France will reopen its embassy in the Libyan capital, Tripoli next Monday.

French President Emmanuel Macron revealed this when he received the new President and Vice President of the Libyan Presidential Council at the Elysée Palace on Tuesday.

The gesture signifies support for the interim government.

"As of Monday, our embassy in Tripoli will reopen, and our ambassador, who has never ceased to work to make it happen will tread your soil to put in place everything we talked about with you", the French President said.

Macron added that the priority is to lead the country towards the December elections.

He also said France and its allies would ensure that all foreign fighters, particularly those from Russia and Turkey, leave Libya "as soon as possible."

"We don't just support you with words and it's not window dressing – France's support will be total.
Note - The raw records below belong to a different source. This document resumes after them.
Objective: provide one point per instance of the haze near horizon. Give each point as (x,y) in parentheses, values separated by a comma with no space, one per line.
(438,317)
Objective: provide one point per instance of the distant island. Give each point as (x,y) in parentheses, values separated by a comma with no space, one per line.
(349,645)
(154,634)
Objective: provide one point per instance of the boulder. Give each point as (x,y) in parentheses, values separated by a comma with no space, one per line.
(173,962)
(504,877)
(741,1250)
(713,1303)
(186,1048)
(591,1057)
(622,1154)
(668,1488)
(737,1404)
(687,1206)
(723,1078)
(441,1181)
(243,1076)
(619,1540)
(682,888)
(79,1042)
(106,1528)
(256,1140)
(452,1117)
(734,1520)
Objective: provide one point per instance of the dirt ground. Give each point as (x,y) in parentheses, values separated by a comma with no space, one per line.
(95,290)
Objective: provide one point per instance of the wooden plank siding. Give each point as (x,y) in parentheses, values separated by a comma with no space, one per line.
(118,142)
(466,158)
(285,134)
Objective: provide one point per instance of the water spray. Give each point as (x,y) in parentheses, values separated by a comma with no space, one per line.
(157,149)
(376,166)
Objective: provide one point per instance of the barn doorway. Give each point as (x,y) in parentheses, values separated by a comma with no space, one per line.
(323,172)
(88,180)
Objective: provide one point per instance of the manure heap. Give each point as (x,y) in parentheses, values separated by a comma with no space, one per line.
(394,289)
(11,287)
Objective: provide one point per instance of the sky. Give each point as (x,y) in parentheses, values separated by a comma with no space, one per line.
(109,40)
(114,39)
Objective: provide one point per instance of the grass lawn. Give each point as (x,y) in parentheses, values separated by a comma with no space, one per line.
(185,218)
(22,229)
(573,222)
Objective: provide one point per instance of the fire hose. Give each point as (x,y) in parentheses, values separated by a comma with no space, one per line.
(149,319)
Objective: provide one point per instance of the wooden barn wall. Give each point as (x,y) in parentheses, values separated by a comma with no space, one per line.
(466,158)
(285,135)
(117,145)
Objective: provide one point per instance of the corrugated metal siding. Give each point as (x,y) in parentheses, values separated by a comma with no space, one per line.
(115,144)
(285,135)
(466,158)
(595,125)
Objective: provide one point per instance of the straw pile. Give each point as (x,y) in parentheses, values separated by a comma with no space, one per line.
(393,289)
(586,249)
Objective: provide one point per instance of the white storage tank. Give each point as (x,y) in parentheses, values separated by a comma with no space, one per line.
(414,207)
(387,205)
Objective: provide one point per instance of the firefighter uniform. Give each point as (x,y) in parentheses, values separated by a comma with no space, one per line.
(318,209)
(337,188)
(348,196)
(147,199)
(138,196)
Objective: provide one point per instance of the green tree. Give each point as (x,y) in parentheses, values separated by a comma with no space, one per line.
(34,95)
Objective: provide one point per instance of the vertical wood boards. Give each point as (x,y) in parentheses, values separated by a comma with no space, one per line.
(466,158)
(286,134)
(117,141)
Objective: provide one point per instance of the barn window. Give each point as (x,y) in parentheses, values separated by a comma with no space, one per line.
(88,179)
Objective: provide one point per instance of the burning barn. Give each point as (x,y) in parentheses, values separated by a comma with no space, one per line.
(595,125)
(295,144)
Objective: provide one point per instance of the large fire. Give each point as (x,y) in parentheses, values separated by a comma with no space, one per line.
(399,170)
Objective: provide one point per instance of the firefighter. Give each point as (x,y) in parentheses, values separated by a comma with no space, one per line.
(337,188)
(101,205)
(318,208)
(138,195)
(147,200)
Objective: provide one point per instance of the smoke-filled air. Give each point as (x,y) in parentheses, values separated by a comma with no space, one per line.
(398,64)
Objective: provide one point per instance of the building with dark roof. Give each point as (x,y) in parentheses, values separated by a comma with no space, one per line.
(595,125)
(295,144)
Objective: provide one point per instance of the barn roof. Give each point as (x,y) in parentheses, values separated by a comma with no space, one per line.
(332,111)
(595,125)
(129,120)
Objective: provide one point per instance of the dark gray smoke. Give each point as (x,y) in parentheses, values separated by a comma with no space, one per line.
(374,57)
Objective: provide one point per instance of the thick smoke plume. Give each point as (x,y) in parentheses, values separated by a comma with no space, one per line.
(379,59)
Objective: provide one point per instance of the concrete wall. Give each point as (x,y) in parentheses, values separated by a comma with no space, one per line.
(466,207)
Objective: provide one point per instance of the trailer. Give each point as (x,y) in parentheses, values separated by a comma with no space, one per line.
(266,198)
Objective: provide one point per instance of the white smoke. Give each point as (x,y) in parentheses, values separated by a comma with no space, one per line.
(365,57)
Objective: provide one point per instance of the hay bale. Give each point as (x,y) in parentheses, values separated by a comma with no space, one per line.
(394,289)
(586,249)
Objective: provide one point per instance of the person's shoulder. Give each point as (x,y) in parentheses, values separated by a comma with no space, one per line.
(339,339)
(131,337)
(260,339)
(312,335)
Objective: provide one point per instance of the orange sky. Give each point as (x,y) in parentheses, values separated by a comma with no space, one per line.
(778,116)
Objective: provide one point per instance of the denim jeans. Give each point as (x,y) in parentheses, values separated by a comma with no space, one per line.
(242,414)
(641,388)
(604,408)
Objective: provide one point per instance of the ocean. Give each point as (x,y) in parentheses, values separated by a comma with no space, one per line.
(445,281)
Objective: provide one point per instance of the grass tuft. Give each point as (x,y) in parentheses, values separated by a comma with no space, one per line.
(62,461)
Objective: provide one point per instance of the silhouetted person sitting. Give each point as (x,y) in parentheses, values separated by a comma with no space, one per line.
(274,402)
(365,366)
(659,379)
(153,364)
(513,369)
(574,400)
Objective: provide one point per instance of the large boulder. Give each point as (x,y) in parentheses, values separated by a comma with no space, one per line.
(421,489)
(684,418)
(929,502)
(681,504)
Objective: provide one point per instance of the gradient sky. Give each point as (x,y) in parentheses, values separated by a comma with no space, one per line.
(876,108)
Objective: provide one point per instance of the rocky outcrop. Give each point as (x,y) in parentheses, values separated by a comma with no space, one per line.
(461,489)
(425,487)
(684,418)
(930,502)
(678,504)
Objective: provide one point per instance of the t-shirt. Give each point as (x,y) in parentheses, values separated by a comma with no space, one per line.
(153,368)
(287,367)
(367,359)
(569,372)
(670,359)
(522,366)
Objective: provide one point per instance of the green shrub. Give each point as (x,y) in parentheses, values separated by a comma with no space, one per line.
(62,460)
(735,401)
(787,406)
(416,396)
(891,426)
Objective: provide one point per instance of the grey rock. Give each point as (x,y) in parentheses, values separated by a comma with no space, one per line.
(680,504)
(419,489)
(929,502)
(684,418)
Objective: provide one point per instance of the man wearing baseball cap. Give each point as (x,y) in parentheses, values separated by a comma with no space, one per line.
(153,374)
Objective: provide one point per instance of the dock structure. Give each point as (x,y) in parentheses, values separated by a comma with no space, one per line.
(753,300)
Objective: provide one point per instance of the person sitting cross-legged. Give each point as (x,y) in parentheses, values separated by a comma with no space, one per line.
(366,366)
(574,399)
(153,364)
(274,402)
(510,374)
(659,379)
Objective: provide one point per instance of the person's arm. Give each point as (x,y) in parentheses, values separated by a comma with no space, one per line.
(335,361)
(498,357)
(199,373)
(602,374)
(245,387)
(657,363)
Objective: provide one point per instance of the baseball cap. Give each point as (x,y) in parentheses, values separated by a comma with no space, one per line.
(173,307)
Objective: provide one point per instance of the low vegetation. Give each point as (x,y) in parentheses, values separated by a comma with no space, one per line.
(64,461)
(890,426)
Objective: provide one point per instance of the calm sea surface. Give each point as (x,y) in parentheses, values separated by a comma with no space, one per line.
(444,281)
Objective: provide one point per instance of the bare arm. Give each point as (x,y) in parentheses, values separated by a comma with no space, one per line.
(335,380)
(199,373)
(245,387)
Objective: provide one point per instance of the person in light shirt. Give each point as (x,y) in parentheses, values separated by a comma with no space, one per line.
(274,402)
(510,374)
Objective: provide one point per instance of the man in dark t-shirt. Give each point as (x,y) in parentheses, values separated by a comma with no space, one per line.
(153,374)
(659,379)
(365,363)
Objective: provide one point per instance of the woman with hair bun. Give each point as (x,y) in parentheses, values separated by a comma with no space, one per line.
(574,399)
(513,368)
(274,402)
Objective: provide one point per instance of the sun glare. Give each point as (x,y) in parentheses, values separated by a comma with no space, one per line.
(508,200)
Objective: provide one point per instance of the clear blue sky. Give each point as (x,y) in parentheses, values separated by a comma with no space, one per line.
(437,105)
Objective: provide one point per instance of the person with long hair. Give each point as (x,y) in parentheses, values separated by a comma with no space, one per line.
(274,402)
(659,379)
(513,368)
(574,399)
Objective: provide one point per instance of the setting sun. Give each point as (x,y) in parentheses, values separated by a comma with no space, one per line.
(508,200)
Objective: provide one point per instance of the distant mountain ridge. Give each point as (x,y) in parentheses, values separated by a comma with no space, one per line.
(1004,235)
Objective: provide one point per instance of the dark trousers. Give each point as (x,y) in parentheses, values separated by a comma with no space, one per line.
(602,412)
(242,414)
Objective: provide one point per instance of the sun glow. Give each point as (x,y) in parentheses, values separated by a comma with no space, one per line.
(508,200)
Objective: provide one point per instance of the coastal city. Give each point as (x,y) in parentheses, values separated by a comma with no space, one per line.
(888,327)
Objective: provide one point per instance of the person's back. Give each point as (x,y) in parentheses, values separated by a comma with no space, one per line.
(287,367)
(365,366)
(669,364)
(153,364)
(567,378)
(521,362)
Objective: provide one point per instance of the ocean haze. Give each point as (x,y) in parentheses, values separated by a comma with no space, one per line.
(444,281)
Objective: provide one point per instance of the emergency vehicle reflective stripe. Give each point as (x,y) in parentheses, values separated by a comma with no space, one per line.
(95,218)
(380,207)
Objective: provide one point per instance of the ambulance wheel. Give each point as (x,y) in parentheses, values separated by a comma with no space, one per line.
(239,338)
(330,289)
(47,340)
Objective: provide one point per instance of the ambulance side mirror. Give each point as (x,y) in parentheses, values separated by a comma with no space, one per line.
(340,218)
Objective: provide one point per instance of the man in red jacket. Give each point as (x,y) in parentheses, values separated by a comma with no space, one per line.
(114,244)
First, because we are indebted towards Libya and Libyans. It's very clear. A decade of disorder", Macron said.

Mohammad Younes Menfi and Musa al-Koni, President and Vice-President of Libya's Presidential Council head the interim government.

The three-member presidential council and a Cabinet, took power amid global pressure to implement a UN-backed political roadmap.

That roadmap, agreed to by a UN-picked Libyan political forum last year, set December, 24 for general elections in the oil-rich North African nation.

Libya was plunged into chaos when an uprising in 2011 toppled longtime leader Moammar Gadhafi. Gadhafi was later killed, with support from a Western military operation initially led by France.

Earlier this month, the UN Security Council called on countries with troops and mercenaries in Libya to withdraw them "without delay."

The UN has estimated that there are 20,000 foreign fighters in Libya, including Syrians, Turkish, Sudanese and Russians brought to the country by the rival sides.